There is only another way this can happen and that is the auditor didn't bother to check anything. That is hard to believe. The statutory audit team for a company the size of Satyam will have at least a dozen or more members, besides the audit firm partner who signs the audit report, and every year the team will change even if the partner remains the same. Assuming that this has been going on for many years, this implies that at least 50 trained employees of the audit firm were duped into believing this fiction. That is beyond incredible.

Satyam had a full-fledged internal audit team, presumably including many accounting professionals. This team must have been going through the books in much more detail than the statutory auditors and submitting regular reports to the audit committee of Satyam's board of directors. The audit committee had only external, so called independent directors and Raju or his brother Ramu were not members. How come not even one of these capable professionals, either in the internal audit team or in the audit committee, didn't detect anything amiss for many years? 
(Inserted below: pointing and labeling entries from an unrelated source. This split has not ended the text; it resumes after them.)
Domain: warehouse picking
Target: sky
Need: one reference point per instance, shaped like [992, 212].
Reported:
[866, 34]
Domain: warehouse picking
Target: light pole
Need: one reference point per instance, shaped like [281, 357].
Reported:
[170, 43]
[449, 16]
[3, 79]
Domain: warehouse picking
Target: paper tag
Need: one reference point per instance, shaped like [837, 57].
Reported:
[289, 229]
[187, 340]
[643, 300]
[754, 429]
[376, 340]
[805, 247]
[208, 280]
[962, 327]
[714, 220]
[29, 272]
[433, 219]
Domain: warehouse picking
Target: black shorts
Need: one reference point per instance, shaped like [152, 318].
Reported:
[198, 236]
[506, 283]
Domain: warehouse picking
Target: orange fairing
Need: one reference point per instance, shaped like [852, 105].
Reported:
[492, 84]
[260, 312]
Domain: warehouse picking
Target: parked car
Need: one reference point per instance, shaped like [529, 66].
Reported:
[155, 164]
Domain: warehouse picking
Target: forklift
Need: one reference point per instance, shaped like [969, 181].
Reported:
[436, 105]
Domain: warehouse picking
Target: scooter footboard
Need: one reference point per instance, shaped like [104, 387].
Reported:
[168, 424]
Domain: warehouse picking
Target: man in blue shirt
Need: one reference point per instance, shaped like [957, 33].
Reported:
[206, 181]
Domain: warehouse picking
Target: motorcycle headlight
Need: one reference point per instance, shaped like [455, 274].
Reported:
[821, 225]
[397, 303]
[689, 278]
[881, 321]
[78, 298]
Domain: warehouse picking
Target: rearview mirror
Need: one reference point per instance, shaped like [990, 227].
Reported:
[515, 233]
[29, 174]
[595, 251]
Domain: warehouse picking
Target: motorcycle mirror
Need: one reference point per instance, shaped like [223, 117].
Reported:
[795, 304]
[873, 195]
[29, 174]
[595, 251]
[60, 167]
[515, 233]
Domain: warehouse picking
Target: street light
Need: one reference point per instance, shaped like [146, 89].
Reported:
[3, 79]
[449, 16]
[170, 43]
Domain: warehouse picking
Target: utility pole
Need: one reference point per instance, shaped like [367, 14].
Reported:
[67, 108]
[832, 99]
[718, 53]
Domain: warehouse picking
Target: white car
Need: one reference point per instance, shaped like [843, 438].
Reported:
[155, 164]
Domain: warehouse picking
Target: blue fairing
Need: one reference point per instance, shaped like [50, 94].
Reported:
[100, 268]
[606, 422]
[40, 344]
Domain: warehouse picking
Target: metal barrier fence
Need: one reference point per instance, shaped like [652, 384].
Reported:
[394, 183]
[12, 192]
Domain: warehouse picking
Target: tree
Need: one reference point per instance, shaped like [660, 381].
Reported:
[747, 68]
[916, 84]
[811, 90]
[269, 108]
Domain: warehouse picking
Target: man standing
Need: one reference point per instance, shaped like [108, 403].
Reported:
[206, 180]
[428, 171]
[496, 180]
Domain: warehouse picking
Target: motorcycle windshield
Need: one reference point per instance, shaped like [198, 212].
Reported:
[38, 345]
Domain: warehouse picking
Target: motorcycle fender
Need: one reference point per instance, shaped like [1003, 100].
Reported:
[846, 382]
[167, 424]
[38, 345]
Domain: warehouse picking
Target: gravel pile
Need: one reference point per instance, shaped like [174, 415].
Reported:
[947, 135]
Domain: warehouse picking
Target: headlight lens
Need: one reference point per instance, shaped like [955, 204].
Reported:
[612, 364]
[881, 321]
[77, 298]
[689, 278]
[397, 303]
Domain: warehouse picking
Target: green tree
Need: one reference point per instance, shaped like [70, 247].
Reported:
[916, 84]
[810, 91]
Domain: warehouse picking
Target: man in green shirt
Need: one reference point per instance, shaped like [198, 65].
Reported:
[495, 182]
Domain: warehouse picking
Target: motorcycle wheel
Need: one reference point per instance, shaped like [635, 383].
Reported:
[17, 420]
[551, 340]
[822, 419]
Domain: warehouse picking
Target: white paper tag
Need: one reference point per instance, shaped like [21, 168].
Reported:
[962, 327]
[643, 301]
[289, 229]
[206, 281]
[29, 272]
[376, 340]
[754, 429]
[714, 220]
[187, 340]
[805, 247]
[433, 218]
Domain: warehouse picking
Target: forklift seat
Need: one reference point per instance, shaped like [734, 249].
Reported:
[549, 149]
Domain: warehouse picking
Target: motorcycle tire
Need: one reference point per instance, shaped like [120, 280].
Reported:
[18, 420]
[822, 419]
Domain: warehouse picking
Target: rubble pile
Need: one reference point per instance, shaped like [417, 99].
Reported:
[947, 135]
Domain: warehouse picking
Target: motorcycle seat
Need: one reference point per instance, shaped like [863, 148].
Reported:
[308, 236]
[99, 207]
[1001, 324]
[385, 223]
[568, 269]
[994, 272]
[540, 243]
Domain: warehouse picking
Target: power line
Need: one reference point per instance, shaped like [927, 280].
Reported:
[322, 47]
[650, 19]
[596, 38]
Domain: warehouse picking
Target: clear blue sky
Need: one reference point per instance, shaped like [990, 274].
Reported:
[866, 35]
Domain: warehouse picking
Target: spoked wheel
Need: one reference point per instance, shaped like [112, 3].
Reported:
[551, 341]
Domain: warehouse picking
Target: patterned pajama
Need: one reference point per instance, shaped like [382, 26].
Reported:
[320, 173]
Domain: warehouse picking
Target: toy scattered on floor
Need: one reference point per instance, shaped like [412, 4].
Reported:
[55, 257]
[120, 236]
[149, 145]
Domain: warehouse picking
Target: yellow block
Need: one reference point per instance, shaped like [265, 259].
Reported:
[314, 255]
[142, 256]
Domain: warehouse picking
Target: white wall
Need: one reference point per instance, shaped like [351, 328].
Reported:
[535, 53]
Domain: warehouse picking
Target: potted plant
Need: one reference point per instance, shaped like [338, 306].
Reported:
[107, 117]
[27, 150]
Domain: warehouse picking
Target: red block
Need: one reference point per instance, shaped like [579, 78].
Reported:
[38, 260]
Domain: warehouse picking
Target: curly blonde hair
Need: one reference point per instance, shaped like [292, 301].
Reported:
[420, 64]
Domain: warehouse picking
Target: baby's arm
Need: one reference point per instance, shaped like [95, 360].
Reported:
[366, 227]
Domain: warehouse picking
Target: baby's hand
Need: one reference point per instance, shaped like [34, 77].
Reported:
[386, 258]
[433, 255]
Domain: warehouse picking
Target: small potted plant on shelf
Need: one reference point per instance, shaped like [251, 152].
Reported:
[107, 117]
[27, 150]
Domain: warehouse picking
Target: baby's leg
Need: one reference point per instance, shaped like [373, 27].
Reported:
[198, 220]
These days every business manager analyses threadbare the profitability of each project or contract he or she manages. If Satyam's margins were so low or non-existent, unlike those of its competitors, it would have been apparent in the profitability analysis done by individual profit centres or managers. If it was so low, it would have come up at least in some of the project profitability sheets. If that is the case, why didn't any of the senior managers suspect the healthy margins reported by Satyam, quarter after quarter?
As mentioned earlier, almost the entire cash surplus of over Rs5,000 crore was parked in low-yielding bank deposits. No investments in the stock market or mutual funds or bonds. These days, even companies with Rs100 crore of surplus cash will set up treasury departments to manage the money and seek better returns. Why didn't any director, manager or auditor question this practice?

Raju says he brought in Rs1,230 crore as cash over the last 2 years to 'keep the operations going'. If true, this clearly means the company was facing a severe cash shortage over this period when it was reporting healthy profits. Surprising that none in Satyam's finance department took notice! There is also the small matter of how Raju brought in such a large amount of money, without even a single soul other than his brother knowing it.


This story is too incredible to believe. There are two possibilities:
1.     This is a much bigger fraud, involving a large number of people.
2.     The profits were not fictitious and the cash was real, at least until a few months back. Somehow the cash disappeared or was lost and this incredible story is a cover up.

Who is he shielding? If local politicians are threatening him, why is he kept in CID custody for this long? Why can't the AP Police allow him to speak to media?